Like many people, it comforts me to have certain things around me to memorialize my beloved animals who have died: framed photos, photo albums, portraits, memorial candles, urns, grave markers, jewelry with their paw prints or name, scrapbooks or memorial boxes filled with treasured mementos, holding memorial services, sharing stories about my animal, etc. There are, of course, countless, meaningful ways to memorialize a loved one which can bring us comfort and honor our animal. However, nothing is a higher tribute to a loved one who has died than to identify, acknowledge and use the legacies they left behind, the legacies that live on in our hearts.
I don’t think I’ve ever talked with a person who’s lost their animal who wouldn’t say that the number one legacy from their animal is love. When we think of the legacies of love our animals gave us, it can be healing to reflect on: How that love was expressed or manifested? How was it unique? How was it shared? What did we learn from it, and how can we integrate and apply that learning into the fabric of our lives? Memorializing is comforting, and mourning is normal and necessary. But memorializing is not the same as investing the legacies we’ve been left so they can grow. If we inherit a million dollars and stash it under our mattress it will not grow. But if we invest it in good works it will grow in ways that may continue to enrich us and others forever.
What is important for our healing is for each of us to discover and cherish the unique legacies left to us, and to use them for the betterment of ourselves and the world around us.
When my cat Muffin died many years ago I was utterly lost in the pain of it. In time, however, when I realized that the legacy left to me was the unconditional love he showered me with, which was my first experience of unconditional love, I knew I had a choice: to be in pain from this huge loss the rest of my life, or, to learn to give myself what he gave me. That is often what keeps us so painfully stuck in our grief–thinking that we can’t possibly keep the emotional and energetic gifts we received from our animals after they’ve died. We can. When I finally realized that it was time for me to learn to give myself what Muffin had given me, I began my journey to learn to love myself. I learned that without him loving me to the depths that he did, I never would have learned that I was lovable. And what a waste it would have been to wallow the rest of my life about the loss of him giving me that love in person, rather than learning how to love myself even as I grieved his physical presence. This did not make my grief go away. I grieved for him for a very, very long time. But it did fill me with a great sense of hope and fulfillment–that I was using what he gave me to grow.

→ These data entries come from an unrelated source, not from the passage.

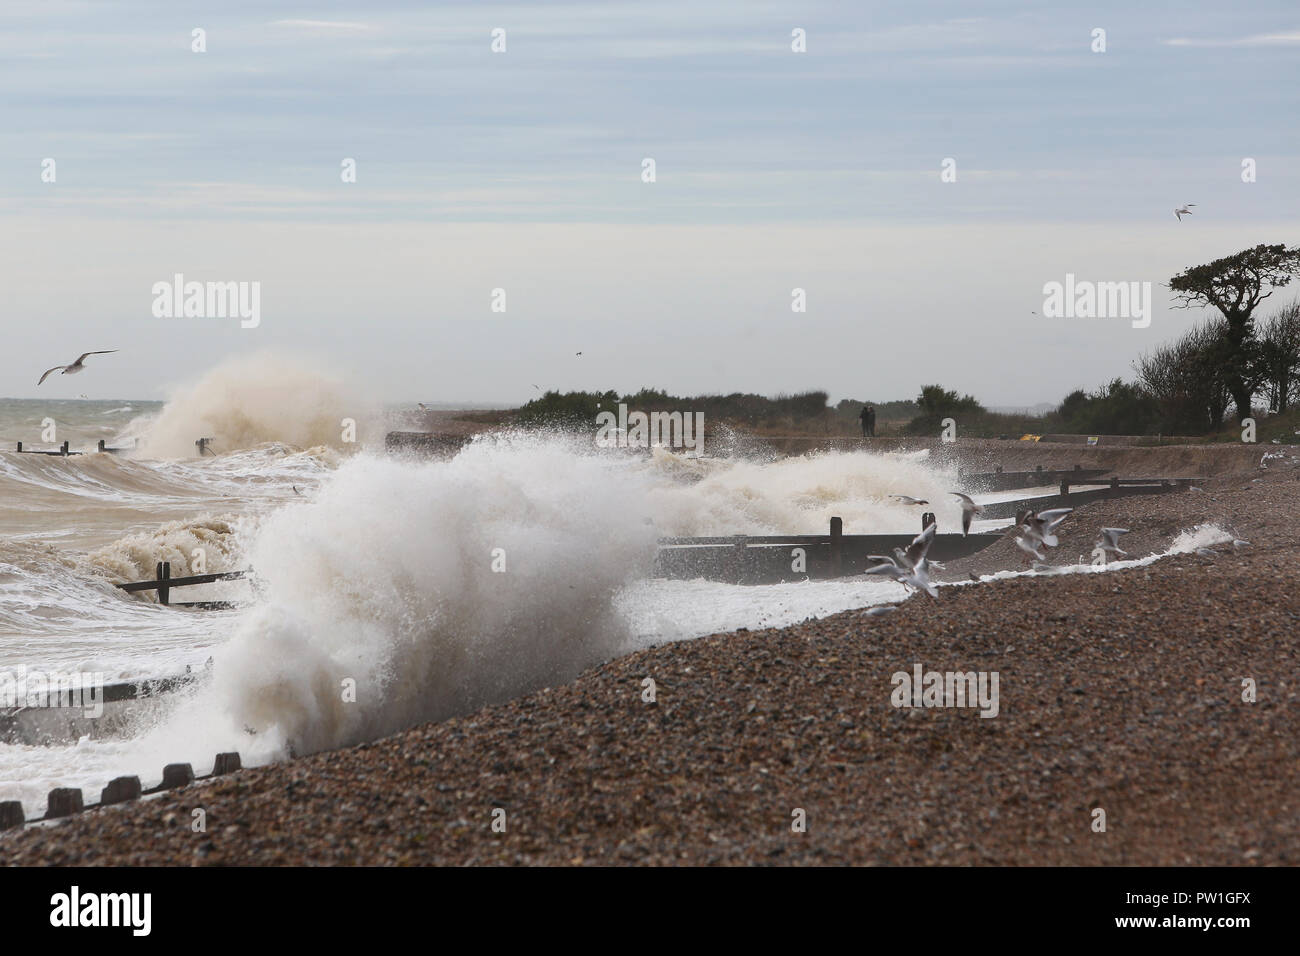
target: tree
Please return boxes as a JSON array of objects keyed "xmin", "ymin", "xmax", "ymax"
[
  {"xmin": 1051, "ymin": 379, "xmax": 1162, "ymax": 435},
  {"xmin": 915, "ymin": 384, "xmax": 982, "ymax": 418},
  {"xmin": 1133, "ymin": 318, "xmax": 1233, "ymax": 433},
  {"xmin": 906, "ymin": 385, "xmax": 983, "ymax": 434},
  {"xmin": 1253, "ymin": 300, "xmax": 1300, "ymax": 413},
  {"xmin": 1169, "ymin": 243, "xmax": 1300, "ymax": 420}
]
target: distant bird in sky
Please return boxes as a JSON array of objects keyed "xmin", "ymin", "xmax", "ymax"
[
  {"xmin": 890, "ymin": 495, "xmax": 929, "ymax": 505},
  {"xmin": 1174, "ymin": 204, "xmax": 1196, "ymax": 221},
  {"xmin": 532, "ymin": 384, "xmax": 541, "ymax": 390},
  {"xmin": 38, "ymin": 350, "xmax": 117, "ymax": 385},
  {"xmin": 575, "ymin": 351, "xmax": 583, "ymax": 356},
  {"xmin": 950, "ymin": 491, "xmax": 984, "ymax": 536}
]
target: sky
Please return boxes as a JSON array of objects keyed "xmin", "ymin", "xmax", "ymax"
[{"xmin": 1, "ymin": 0, "xmax": 1297, "ymax": 405}]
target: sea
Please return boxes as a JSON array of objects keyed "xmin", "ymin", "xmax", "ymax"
[{"xmin": 0, "ymin": 356, "xmax": 1226, "ymax": 817}]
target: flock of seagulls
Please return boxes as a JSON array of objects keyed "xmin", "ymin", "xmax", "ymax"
[
  {"xmin": 871, "ymin": 491, "xmax": 1155, "ymax": 603},
  {"xmin": 892, "ymin": 491, "xmax": 984, "ymax": 536}
]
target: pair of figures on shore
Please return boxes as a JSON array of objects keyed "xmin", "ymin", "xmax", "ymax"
[{"xmin": 859, "ymin": 404, "xmax": 876, "ymax": 437}]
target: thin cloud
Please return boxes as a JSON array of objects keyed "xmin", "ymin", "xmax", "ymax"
[
  {"xmin": 1163, "ymin": 30, "xmax": 1300, "ymax": 47},
  {"xmin": 271, "ymin": 19, "xmax": 378, "ymax": 35}
]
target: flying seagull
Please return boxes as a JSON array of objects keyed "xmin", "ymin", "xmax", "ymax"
[
  {"xmin": 1021, "ymin": 507, "xmax": 1073, "ymax": 548},
  {"xmin": 864, "ymin": 522, "xmax": 939, "ymax": 597},
  {"xmin": 890, "ymin": 495, "xmax": 929, "ymax": 505},
  {"xmin": 1014, "ymin": 535, "xmax": 1047, "ymax": 563},
  {"xmin": 38, "ymin": 351, "xmax": 118, "ymax": 385},
  {"xmin": 1174, "ymin": 204, "xmax": 1196, "ymax": 221},
  {"xmin": 1094, "ymin": 527, "xmax": 1129, "ymax": 562},
  {"xmin": 575, "ymin": 351, "xmax": 583, "ymax": 356},
  {"xmin": 1013, "ymin": 507, "xmax": 1073, "ymax": 564},
  {"xmin": 950, "ymin": 491, "xmax": 984, "ymax": 536}
]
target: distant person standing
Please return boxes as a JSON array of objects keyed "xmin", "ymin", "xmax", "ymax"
[{"xmin": 859, "ymin": 404, "xmax": 876, "ymax": 438}]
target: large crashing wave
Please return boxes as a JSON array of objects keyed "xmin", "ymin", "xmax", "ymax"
[
  {"xmin": 197, "ymin": 435, "xmax": 661, "ymax": 755},
  {"xmin": 133, "ymin": 352, "xmax": 377, "ymax": 459}
]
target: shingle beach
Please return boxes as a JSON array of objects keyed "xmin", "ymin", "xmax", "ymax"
[{"xmin": 5, "ymin": 447, "xmax": 1298, "ymax": 865}]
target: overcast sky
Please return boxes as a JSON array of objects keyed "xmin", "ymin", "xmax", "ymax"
[{"xmin": 1, "ymin": 1, "xmax": 1297, "ymax": 405}]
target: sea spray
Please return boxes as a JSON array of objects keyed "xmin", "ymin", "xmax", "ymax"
[
  {"xmin": 134, "ymin": 351, "xmax": 378, "ymax": 459},
  {"xmin": 202, "ymin": 435, "xmax": 662, "ymax": 755},
  {"xmin": 88, "ymin": 515, "xmax": 246, "ymax": 586},
  {"xmin": 641, "ymin": 447, "xmax": 964, "ymax": 536}
]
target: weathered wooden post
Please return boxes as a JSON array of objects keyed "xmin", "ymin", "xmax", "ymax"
[
  {"xmin": 727, "ymin": 535, "xmax": 746, "ymax": 581},
  {"xmin": 161, "ymin": 763, "xmax": 194, "ymax": 789},
  {"xmin": 45, "ymin": 788, "xmax": 83, "ymax": 818},
  {"xmin": 15, "ymin": 442, "xmax": 21, "ymax": 453},
  {"xmin": 830, "ymin": 517, "xmax": 843, "ymax": 576},
  {"xmin": 156, "ymin": 561, "xmax": 171, "ymax": 606},
  {"xmin": 212, "ymin": 752, "xmax": 242, "ymax": 775},
  {"xmin": 1110, "ymin": 476, "xmax": 1119, "ymax": 489},
  {"xmin": 0, "ymin": 800, "xmax": 24, "ymax": 830},
  {"xmin": 61, "ymin": 440, "xmax": 69, "ymax": 456},
  {"xmin": 98, "ymin": 439, "xmax": 106, "ymax": 452},
  {"xmin": 101, "ymin": 776, "xmax": 142, "ymax": 805},
  {"xmin": 1059, "ymin": 478, "xmax": 1070, "ymax": 496}
]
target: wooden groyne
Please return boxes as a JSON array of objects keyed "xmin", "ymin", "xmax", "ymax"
[
  {"xmin": 0, "ymin": 750, "xmax": 243, "ymax": 831},
  {"xmin": 958, "ymin": 464, "xmax": 1108, "ymax": 491},
  {"xmin": 655, "ymin": 476, "xmax": 1197, "ymax": 583},
  {"xmin": 115, "ymin": 562, "xmax": 253, "ymax": 609},
  {"xmin": 974, "ymin": 477, "xmax": 1196, "ymax": 519},
  {"xmin": 655, "ymin": 516, "xmax": 1000, "ymax": 585},
  {"xmin": 0, "ymin": 673, "xmax": 199, "ymax": 746},
  {"xmin": 13, "ymin": 439, "xmax": 132, "ymax": 456}
]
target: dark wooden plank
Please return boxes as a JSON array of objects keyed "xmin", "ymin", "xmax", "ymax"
[{"xmin": 116, "ymin": 570, "xmax": 250, "ymax": 593}]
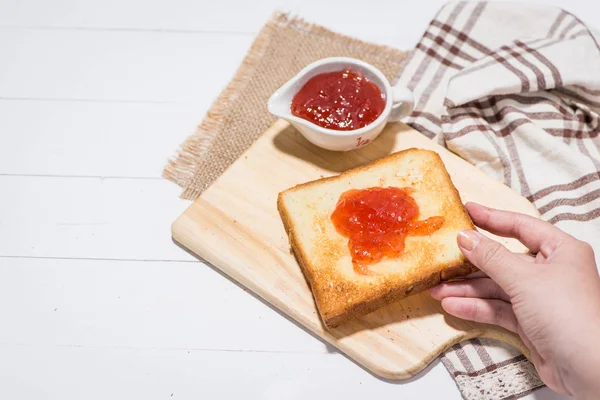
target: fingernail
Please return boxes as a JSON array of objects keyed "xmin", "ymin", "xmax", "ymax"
[{"xmin": 458, "ymin": 230, "xmax": 478, "ymax": 251}]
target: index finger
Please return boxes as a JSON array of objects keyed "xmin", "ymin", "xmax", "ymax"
[{"xmin": 465, "ymin": 202, "xmax": 573, "ymax": 255}]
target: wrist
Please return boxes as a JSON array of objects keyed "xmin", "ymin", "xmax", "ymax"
[
  {"xmin": 561, "ymin": 324, "xmax": 600, "ymax": 399},
  {"xmin": 567, "ymin": 362, "xmax": 600, "ymax": 400}
]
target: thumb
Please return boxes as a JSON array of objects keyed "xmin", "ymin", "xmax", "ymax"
[{"xmin": 457, "ymin": 230, "xmax": 525, "ymax": 293}]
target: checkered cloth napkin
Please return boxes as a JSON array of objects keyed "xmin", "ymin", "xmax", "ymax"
[{"xmin": 394, "ymin": 1, "xmax": 600, "ymax": 399}]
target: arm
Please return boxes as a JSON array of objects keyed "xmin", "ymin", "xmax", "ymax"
[{"xmin": 430, "ymin": 202, "xmax": 600, "ymax": 399}]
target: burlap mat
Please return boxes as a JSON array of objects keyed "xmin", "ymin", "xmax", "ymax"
[{"xmin": 163, "ymin": 12, "xmax": 408, "ymax": 199}]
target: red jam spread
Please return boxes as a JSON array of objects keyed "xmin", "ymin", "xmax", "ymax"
[
  {"xmin": 290, "ymin": 69, "xmax": 386, "ymax": 131},
  {"xmin": 331, "ymin": 187, "xmax": 445, "ymax": 275}
]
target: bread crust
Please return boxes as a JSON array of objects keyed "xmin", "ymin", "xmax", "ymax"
[{"xmin": 277, "ymin": 148, "xmax": 476, "ymax": 328}]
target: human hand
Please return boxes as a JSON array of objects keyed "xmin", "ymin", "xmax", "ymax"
[{"xmin": 430, "ymin": 202, "xmax": 600, "ymax": 399}]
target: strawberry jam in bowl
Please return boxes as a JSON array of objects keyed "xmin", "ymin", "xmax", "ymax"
[
  {"xmin": 268, "ymin": 57, "xmax": 414, "ymax": 152},
  {"xmin": 291, "ymin": 69, "xmax": 386, "ymax": 131}
]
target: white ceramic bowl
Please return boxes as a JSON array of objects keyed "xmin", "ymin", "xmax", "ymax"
[{"xmin": 267, "ymin": 57, "xmax": 414, "ymax": 152}]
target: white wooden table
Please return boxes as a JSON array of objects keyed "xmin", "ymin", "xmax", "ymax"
[{"xmin": 0, "ymin": 0, "xmax": 596, "ymax": 398}]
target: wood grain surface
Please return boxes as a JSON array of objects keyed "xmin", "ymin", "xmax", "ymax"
[{"xmin": 172, "ymin": 119, "xmax": 539, "ymax": 379}]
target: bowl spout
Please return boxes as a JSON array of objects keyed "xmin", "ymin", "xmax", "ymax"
[
  {"xmin": 267, "ymin": 74, "xmax": 301, "ymax": 121},
  {"xmin": 267, "ymin": 91, "xmax": 293, "ymax": 120}
]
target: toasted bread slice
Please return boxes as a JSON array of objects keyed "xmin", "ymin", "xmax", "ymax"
[{"xmin": 277, "ymin": 148, "xmax": 475, "ymax": 328}]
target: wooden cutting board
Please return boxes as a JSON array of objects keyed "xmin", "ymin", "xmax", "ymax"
[{"xmin": 172, "ymin": 119, "xmax": 538, "ymax": 379}]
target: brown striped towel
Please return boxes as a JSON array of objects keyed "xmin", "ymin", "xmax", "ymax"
[{"xmin": 394, "ymin": 1, "xmax": 600, "ymax": 399}]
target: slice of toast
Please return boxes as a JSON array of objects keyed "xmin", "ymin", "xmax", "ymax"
[{"xmin": 277, "ymin": 148, "xmax": 476, "ymax": 328}]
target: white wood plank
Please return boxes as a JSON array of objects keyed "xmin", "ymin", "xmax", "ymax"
[
  {"xmin": 0, "ymin": 258, "xmax": 326, "ymax": 353},
  {"xmin": 0, "ymin": 344, "xmax": 466, "ymax": 400},
  {"xmin": 0, "ymin": 0, "xmax": 287, "ymax": 33},
  {"xmin": 528, "ymin": 389, "xmax": 573, "ymax": 400},
  {"xmin": 2, "ymin": 0, "xmax": 596, "ymax": 49},
  {"xmin": 0, "ymin": 100, "xmax": 198, "ymax": 177},
  {"xmin": 2, "ymin": 1, "xmax": 597, "ymax": 51},
  {"xmin": 0, "ymin": 176, "xmax": 191, "ymax": 260},
  {"xmin": 0, "ymin": 0, "xmax": 435, "ymax": 50},
  {"xmin": 0, "ymin": 29, "xmax": 252, "ymax": 102},
  {"xmin": 289, "ymin": 0, "xmax": 443, "ymax": 48},
  {"xmin": 0, "ymin": 0, "xmax": 423, "ymax": 41}
]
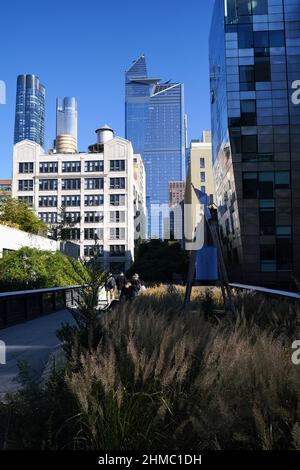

Years later, I experienced another unexpected opportunity to identify and use a legacy left to me. On one of my whale swim trips we came across a month old humpback calf who was tortuously entangled in fishing gear–float line embedded deeply into his flesh and through his mouth, and trailing 150 feet of line and two huge fishing traps. For four hours a captain than a dive master valiantly tried to free him of this but was only able to cut off the trailing lines and the traps. This weak calf, whom we call Little One, died ten days later. Witnessing this, both physically and in my ongoing conversations with Little One and his deeply grieving mother over time, rocked me to my core. I knew that I could no longer simply enjoy the spiritual high of being with these beloved humpbacks. I needed now to speak out for them about how supporting commercial fishing–i.e. eating any type of fish–not only litters the oceans but causes the slow, tortuous death of whales, dolphins and other marine animals. This little whale left me the legacy that loving in good times is not enough, that when I love, I need to be willing to speak up on behalf of those I love, whether speaking the truth is popular or not. I have found that it was a lot easier to just love the whales and let the activism to others. But I cannot not speak the truth after what I witnessed. This is Little One’s legacy to me.
© Jodi Frediani
The choices I have made to use the legacies left to me are my personal examples. They may or may not be choices others would make. What is important for our healing is for each of us to discover and cherish the unique legacies left to us, and to use them for the betterment of ourselves and the world around us. What better way could we honor the animals who have brought us so much love than to invest their legacies?
Defining “legacies” as:
Gifts we’ve received from an animal, things we’ve learned about ourselves, about relationships, about life, about death, about our beliefs, about who we are, about who we want to be as a result of a relationship with an animal.
Read through the following questions, then close you eyes, go to a peaceful place in your mind and the deepest part of your heart where your love for animals resides, and allow the answers to come:
• Think of an animal with whom you have shared a meaningful life, or an animal–domestic or wild–with whom you’ve had a profound encounter. Gently go the place in your heart where you remember, where you again feel, the love and energy that was shared
• What legacies have I received from the life I shared with this animal, or from a profound encounter with an animal?
What did they teach me? What did they leave me?
• What gifts or legacies, if any, did I receive from the experience of the loss itself?
• What legacy have I received from the death of any wild animal?
• How can you I these to enrich my soul and my life on earth?
The “answers” may not come immediately, or all at once. They may come more slowly, entering our consciousness with great clarity when we are most ready to hear them.